Time scale with correction

Graph showing the difference in seconds between UT1 and UTC over time. A vertical transition indicates the use of a leap second. The red portion of the graph indicates predicted values.

DUT1 is a time correction equal to the difference between Universal Time (UT1), which is defined by Earth's rotation, and Coordinated Universal Time (UTC), which is defined by a network of precision atomic clocks, with a precision of +/- 0.1s.

DUT1 = UT1 − UTC (with a precision of +/- 0.1s)

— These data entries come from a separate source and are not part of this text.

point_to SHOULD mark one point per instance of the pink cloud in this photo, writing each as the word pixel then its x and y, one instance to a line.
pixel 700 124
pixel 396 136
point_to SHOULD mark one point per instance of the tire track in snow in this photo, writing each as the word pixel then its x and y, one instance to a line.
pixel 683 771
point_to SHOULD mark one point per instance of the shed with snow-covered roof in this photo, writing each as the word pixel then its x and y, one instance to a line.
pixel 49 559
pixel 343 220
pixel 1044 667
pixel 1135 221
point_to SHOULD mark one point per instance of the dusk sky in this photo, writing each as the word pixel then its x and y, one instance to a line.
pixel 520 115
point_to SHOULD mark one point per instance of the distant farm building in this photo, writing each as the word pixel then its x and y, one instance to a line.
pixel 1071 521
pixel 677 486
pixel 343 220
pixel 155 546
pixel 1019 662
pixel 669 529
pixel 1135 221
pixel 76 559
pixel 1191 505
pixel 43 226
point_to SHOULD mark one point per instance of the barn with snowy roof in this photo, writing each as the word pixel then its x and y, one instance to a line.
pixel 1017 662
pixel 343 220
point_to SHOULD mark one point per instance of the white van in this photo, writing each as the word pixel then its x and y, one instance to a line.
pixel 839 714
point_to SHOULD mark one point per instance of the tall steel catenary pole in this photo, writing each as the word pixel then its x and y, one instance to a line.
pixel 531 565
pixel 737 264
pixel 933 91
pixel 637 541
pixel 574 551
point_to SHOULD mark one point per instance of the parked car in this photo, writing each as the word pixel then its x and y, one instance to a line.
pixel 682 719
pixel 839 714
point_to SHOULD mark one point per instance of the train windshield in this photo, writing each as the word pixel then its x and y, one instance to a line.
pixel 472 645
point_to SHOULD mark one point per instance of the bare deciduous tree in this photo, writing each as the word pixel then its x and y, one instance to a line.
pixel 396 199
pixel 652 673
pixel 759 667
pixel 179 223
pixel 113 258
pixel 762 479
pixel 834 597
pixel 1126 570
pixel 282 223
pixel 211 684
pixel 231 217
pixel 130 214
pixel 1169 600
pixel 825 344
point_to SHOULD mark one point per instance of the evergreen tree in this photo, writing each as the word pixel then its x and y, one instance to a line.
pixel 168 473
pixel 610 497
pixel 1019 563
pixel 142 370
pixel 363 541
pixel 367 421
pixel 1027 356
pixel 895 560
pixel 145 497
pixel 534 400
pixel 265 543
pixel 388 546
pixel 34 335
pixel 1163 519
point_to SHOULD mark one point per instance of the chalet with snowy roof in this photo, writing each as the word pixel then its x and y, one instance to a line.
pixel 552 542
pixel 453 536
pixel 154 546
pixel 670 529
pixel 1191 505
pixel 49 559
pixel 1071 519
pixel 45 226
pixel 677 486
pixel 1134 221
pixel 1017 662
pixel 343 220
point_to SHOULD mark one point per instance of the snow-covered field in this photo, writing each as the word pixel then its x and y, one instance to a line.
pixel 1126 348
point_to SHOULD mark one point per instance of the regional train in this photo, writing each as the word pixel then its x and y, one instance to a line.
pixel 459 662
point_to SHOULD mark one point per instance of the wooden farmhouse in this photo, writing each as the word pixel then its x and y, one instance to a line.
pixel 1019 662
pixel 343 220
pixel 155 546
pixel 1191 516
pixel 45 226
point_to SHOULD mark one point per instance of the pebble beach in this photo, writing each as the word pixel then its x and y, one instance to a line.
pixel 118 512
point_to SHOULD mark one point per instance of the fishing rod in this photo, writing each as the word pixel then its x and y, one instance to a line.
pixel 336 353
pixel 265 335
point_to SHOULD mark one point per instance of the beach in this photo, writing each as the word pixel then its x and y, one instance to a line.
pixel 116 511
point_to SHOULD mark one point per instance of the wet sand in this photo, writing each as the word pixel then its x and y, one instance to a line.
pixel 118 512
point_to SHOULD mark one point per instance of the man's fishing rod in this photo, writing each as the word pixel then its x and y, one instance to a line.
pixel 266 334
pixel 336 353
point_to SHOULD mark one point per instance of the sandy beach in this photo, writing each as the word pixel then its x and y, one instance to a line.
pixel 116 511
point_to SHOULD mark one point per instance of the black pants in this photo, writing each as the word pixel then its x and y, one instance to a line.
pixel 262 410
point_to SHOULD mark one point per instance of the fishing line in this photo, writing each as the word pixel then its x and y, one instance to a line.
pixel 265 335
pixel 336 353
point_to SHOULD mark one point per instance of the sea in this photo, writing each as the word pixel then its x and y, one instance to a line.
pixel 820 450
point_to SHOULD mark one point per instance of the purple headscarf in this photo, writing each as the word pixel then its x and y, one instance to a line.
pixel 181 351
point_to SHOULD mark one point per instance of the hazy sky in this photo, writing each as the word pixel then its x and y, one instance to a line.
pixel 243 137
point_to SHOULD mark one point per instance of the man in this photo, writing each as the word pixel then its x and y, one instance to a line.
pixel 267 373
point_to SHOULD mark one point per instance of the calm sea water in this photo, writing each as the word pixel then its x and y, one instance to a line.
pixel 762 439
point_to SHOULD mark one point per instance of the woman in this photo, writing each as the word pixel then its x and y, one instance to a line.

UTC is maintained via leap seconds, such that DUT1 remains within the range −0.9 s < DUT1 < +0.9 s. The reason for this correction is partly that the rate of rotation of the Earth is not constant, due to tidal braking and the redistribution of mass within the Earth, including its oceans and atmosphere, and partly because the SI second (as now used for UTC) was, when adopted, a little shorter than the current value of the second of mean solar time. (Note: (1) In "The Physical Basis of the Leap Second", by D D McCarthy, C Hackman and R A Nelson, in Astronomical Journal, vol.136 (2008), pages 1906–1908, it is stated (page 1908), that "the SI second is equivalent to an older measure of the second of UT1, which was too small to start with and further, as the duration of the UT1 second increases, the discrepancy widens." :(2) In the late 1950s, the cesium standard was used to measure both the current mean length of the second of mean solar time (UT2) (result: 9192631830 cycles) and also the second of ephemeris time (ET) (result: 9192631770±20 cycles), see "Time Scales", by L. Essen, in Metrologia, vol.4 (1968), pp.161–165, on p.162. As is well known, the 9192631770 figure was chosen for the SI second. L Essen in the same 1968 article (p.162) stated that this "seemed reasonable in view of the variations in UT2".)

Daily observed values of UT1 − UTC for the past week, and daily forecast values for the coming year, are published by IERS Bulletin A, with more digits than for DUT1. Final values are published in the monthly IERS Bulletin B. DUT1 forecasts are published in IERS Bulletin D.

Several time signal services broadcast values of DUT1. CHU (Canada), HLA (South Korea), MSF (United Kingdom), and WWV (United States) transmit DUT1 with 0.1 s precision. In Russia, RWM, RTZ and the longwave RBU transmit DUT1 with 0.1 s precision and an additional correction dUT1 in 0.02 s increments.